Nanoscopic size and unusual electrical properties have made carbon nanotubes one of the hottest new materials to come out of physics labs in recent years. They're also one of the strongest, according a study published in the 12 June issue of Physical Review Letters; in fact, researchers say they're so sturdy that they make promising ingredients for new, ultratough lightweight materials.

Carbon nanotubes, discovered in 1991 in Japan as by-products of the manufacture of buckyballs, are chicken-wire-like lattices of carbon atoms rolled up in tubes. The thinnest ones are single-walled structures just over a nanometer in diameter. Many consider them to be elongated buckyballs, hence their nickname "buckytubes."

To determine the tubes' strength, researchers prepared samples of "buckytube paper," dense pads of nanotubes, which they tore apart. From the ragged edges dangled bundles of single-walled tubes. Then they used an electron beam from a scanning electron microscope to "nanoweld" a bundle (or "rope") of 100 to 200 single-walled nanotubes to the tip of an atomic force microscope (AFM), a tiny cantilever equipped with a very sharp tip. Next, the team carefully stretched the miniature rope by exerting a force on the tip, enabling them to measure the force at which it broke. After dividing that force by the number of nanotubes in the rope, the team concluded that each nanotube was about 10 times stronger than a same-sized steel wire.

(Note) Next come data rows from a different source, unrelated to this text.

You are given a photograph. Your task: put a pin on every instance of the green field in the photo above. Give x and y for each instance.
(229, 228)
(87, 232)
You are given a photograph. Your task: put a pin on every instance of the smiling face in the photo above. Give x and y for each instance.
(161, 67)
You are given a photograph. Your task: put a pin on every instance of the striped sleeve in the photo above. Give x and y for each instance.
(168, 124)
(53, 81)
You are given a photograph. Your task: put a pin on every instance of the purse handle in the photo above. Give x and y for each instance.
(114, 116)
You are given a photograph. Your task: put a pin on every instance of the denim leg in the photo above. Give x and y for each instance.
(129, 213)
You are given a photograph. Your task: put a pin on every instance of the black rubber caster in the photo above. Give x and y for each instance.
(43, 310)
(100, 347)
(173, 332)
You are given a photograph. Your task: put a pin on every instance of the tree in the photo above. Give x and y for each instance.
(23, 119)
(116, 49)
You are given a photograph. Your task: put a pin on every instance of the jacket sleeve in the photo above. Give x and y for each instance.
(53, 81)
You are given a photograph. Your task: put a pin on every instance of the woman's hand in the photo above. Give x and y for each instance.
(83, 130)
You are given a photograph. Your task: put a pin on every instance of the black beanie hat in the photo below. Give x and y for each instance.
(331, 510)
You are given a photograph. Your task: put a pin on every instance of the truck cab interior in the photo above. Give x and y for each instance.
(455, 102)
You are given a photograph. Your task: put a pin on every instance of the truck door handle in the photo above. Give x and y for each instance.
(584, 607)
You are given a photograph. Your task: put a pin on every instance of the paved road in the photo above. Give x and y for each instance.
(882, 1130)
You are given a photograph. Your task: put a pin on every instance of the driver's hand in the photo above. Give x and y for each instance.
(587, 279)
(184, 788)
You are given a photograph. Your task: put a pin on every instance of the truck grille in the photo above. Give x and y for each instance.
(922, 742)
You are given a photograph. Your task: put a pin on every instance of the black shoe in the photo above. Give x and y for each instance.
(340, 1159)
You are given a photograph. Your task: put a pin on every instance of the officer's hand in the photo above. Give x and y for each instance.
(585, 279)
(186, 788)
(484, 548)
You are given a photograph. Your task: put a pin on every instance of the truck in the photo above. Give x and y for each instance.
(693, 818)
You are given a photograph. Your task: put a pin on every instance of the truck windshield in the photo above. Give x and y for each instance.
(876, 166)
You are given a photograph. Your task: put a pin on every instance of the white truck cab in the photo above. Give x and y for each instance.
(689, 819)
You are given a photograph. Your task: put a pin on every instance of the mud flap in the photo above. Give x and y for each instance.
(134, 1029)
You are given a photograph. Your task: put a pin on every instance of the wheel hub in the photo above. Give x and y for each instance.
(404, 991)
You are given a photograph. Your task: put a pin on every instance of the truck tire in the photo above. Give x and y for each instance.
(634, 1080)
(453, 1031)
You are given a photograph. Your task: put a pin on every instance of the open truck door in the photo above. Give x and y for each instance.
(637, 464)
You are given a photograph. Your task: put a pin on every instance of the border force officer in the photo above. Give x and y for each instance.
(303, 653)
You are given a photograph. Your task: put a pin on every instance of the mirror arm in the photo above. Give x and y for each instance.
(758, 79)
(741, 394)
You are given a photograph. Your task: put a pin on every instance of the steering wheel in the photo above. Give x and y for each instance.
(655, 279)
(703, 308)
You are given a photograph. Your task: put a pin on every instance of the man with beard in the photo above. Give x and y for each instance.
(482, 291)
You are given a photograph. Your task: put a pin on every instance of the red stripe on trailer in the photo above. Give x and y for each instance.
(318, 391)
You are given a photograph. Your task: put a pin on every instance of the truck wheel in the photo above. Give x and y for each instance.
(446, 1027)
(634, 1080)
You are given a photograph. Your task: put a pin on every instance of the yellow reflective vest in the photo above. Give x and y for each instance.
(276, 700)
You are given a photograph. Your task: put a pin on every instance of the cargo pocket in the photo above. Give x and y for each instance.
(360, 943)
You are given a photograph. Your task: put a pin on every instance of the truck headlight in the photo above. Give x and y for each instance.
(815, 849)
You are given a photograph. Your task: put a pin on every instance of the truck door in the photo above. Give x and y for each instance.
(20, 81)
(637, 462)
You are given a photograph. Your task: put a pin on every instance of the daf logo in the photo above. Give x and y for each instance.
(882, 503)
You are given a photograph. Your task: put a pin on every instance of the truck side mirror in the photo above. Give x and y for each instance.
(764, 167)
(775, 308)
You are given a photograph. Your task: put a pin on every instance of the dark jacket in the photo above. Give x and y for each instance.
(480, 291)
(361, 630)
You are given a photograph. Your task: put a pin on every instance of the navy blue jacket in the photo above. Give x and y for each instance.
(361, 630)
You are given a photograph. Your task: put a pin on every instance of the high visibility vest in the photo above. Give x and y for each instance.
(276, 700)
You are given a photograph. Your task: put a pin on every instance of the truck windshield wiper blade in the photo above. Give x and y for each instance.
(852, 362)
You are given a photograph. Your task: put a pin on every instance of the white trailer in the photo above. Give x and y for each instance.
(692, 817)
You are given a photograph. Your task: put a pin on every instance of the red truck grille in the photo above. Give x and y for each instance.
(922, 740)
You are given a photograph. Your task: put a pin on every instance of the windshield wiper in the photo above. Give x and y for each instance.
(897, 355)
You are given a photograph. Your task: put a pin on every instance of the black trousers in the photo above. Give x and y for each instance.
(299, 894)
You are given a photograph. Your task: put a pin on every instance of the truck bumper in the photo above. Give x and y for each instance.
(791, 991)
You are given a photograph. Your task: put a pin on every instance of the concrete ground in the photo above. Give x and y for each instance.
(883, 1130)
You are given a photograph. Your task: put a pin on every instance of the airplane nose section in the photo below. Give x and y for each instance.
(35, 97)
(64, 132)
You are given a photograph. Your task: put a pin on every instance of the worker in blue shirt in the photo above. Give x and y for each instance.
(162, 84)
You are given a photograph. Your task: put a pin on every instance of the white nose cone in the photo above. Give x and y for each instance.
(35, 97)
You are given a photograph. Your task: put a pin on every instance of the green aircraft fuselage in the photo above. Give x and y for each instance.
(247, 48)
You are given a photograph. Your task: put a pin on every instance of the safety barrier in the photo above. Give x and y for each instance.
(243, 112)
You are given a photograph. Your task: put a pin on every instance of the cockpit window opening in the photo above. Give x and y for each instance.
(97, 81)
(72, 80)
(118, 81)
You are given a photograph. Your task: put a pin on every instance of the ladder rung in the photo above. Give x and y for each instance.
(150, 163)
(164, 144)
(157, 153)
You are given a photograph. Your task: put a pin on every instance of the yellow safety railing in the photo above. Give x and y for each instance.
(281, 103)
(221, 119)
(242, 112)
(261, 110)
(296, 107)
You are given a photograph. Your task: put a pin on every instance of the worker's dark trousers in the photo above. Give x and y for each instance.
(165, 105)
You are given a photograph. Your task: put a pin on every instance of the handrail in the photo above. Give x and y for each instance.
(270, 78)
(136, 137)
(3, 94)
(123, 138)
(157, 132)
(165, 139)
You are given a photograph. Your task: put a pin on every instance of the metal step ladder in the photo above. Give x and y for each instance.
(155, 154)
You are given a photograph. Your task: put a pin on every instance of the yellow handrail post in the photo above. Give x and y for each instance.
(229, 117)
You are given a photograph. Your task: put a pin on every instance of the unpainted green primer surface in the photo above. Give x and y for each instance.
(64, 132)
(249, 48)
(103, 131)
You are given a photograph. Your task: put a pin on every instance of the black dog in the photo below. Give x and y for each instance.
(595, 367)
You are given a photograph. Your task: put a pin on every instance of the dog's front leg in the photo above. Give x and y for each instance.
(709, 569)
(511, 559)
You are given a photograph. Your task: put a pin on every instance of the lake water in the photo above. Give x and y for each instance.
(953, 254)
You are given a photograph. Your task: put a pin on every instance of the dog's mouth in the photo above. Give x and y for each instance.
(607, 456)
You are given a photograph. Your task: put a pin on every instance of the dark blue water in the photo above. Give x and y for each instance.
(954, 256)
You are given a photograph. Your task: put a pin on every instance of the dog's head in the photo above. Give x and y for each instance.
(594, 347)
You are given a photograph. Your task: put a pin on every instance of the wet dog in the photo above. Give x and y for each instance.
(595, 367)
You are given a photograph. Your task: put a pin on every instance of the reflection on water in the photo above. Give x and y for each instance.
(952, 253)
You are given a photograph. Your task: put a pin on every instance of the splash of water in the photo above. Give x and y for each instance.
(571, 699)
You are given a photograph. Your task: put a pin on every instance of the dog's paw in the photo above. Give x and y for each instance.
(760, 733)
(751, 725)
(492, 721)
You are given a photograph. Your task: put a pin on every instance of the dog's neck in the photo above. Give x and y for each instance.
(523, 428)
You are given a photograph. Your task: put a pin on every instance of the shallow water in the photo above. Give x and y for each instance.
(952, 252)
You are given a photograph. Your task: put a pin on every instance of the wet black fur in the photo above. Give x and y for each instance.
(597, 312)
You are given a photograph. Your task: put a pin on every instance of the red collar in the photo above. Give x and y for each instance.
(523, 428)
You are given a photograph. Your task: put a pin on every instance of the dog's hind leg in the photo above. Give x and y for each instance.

Current AFM technology doesn't allow the researchers to grab just one nanotube and pull it, but that's the ultimate goal, says physicist Rodney Ruoff of Washington University in St. Louis, who led the team. And he expects those measurements to show that single tubes are the strongest material ever made.

The current study will stimulate research into the use of nanotubes in new materials to replace composite materials containing carbon fibers, says Pierre Petit of the University of Strasbourg in France. Ruoff is convinced that nanotube-based materials will eventually be used in airplanes and spacecraft--and perhaps even the deployable mirrors of future space instruments, such as the Next Generation Space Telescope.